Mechanical Sympathy: False Sharing

Saturday, 30 July 2011

False Sharing

Memory is stored within the cache system in units know as cache lines. Cache lines are a power of 2 of contiguous bytes which are typically 32-256 in size. The most common cache line size is 64 bytes. False sharing is a term which applies when threads unwittingly impact the performance of each other while modifying independent variables sharing the same cache line. Write contention on cache lines is the single most limiting factor on achieving scalability for parallel threads of execution in an SMP system. I’ve heard false sharing described as the silent performance killer because it is far from obvious when looking at code.

To achieve linear scalability with number of threads, we must ensure no two threads write to the same variable or cache line. Two threads writing to the same variable can be tracked down at a code level. To be able to know if independent variables share the same cache line we need to know the memory layout, or we can get a tool to tell us.

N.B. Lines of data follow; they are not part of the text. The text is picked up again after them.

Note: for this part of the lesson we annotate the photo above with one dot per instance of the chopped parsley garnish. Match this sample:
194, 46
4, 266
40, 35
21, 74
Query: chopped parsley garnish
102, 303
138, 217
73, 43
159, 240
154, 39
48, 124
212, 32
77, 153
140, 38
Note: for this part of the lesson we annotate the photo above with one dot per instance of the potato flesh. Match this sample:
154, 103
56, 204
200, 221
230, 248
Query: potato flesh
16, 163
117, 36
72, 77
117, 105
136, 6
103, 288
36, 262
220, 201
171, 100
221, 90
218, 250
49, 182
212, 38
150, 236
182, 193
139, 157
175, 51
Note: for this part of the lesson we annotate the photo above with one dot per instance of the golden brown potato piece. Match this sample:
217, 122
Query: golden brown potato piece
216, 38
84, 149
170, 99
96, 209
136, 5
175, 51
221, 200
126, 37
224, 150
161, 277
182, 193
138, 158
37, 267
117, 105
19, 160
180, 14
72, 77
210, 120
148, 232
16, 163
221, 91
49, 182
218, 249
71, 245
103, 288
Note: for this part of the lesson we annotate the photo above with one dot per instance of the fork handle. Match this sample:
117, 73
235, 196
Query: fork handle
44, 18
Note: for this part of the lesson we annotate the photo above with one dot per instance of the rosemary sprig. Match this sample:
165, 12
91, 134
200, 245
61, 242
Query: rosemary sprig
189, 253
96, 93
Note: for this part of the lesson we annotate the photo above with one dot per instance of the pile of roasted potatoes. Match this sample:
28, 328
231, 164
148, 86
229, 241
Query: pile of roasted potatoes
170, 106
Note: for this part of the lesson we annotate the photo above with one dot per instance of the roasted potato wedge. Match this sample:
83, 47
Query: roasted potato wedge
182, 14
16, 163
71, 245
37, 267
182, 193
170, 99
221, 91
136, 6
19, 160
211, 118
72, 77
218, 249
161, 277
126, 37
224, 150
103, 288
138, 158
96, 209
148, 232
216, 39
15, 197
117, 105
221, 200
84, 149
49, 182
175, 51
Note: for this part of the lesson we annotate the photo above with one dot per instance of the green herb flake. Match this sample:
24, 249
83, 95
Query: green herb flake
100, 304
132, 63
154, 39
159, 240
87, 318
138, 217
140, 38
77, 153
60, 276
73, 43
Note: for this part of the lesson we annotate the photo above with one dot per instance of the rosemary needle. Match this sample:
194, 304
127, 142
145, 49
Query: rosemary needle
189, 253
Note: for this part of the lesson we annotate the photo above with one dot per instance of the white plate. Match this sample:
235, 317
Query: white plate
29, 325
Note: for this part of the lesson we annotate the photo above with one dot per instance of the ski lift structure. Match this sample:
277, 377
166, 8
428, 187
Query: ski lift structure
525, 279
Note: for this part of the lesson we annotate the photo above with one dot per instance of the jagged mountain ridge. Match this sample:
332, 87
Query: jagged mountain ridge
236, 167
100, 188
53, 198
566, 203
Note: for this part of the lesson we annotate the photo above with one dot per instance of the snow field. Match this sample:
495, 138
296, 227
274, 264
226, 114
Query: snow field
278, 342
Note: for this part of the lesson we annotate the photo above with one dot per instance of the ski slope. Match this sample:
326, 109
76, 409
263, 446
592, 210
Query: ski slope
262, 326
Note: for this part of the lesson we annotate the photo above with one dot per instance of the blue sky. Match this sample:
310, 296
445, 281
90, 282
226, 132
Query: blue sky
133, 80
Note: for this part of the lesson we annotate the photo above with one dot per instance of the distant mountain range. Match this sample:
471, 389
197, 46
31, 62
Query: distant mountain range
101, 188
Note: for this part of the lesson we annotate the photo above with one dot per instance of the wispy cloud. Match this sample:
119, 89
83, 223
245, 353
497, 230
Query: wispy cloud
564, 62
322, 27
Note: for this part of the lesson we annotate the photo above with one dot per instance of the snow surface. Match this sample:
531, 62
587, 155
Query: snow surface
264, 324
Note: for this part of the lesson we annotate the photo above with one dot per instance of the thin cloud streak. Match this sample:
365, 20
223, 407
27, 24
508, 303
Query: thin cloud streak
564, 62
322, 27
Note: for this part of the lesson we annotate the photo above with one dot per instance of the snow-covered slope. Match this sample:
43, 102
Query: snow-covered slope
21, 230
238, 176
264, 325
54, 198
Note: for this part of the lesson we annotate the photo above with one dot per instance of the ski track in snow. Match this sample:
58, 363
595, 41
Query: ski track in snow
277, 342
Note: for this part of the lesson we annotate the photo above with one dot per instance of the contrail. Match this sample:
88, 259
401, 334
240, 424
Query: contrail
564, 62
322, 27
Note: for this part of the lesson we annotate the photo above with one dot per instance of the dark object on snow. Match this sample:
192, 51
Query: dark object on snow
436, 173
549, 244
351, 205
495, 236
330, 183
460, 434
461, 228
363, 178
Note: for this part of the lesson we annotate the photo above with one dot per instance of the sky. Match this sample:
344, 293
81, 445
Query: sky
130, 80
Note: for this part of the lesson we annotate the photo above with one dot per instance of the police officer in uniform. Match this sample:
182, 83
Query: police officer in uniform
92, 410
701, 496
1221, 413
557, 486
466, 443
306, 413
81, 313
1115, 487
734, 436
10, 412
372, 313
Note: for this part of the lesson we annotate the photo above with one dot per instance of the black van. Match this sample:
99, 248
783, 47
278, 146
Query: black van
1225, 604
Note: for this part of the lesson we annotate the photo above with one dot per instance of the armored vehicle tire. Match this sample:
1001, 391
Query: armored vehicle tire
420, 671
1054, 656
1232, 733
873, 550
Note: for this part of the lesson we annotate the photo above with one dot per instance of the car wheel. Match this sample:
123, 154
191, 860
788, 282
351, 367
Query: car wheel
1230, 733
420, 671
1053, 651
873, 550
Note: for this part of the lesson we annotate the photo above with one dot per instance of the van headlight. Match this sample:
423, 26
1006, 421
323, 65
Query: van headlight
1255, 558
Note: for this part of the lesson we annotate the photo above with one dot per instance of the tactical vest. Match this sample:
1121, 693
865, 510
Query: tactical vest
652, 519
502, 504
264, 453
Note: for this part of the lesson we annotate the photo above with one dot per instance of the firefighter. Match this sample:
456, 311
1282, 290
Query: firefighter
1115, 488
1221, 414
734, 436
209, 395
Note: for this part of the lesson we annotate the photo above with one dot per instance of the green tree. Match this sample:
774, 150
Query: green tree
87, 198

Intel VTune is such a profiling tool. In this article I’ll explain how memory is laid out for Java objects and how we can pad out our cache lines to avoid false sharing.

Figure 1.

Figure 1. above illustrates the issue of false sharing. A thread running on core 1 wants to update variable X while a thread on core 2 wants to update variable Y. Unfortunately these two hot variables reside in the same cache line. Each thread will race for ownership of the cache line so they can update it. If core 1 gets ownership then the cache sub-system will need to invalidate the corresponding cache line for core 2. When Core 2 gets ownership and performs its update, then core 1 will be told to invalidate its copy of the cache line. This will ping pong back and forth via the L3 cache greatly impacting performance. The issue would be further exacerbated if competing cores are on different sockets and additionally have to cross the socket interconnect.

Java Memory Layout

For the Hotspot JVM, all objects have a 2-word header. First is the “mark” word which is made up of 24-bits for the hash code and 8-bits for flags such as the lock state, or it can be swapped for lock objects. The second is a reference to the class of the object. Arrays have an additional word for the size of the array. Every object is aligned to an 8-byte granularity boundary for performance. Therefore to be efficient when packing, the object fields are re-ordered from declaration order to the following order based on size in bytes:

doubles (8) and longs (8)
ints (4) and floats (4)
shorts (2) and chars (2)
booleans (1) and bytes (1)
references (4/8)
<repeat for sub-class fields>

With this knowledge we can pad a cache line between any fields with 7 longs. Within the Disruptor we pad cache lines around the RingBuffer cursor and BatchEventProcessor sequences.

To show the performance impact let’s take a few threads each updating their own independent counters. These counters will be volatile longs so the world can see their progress.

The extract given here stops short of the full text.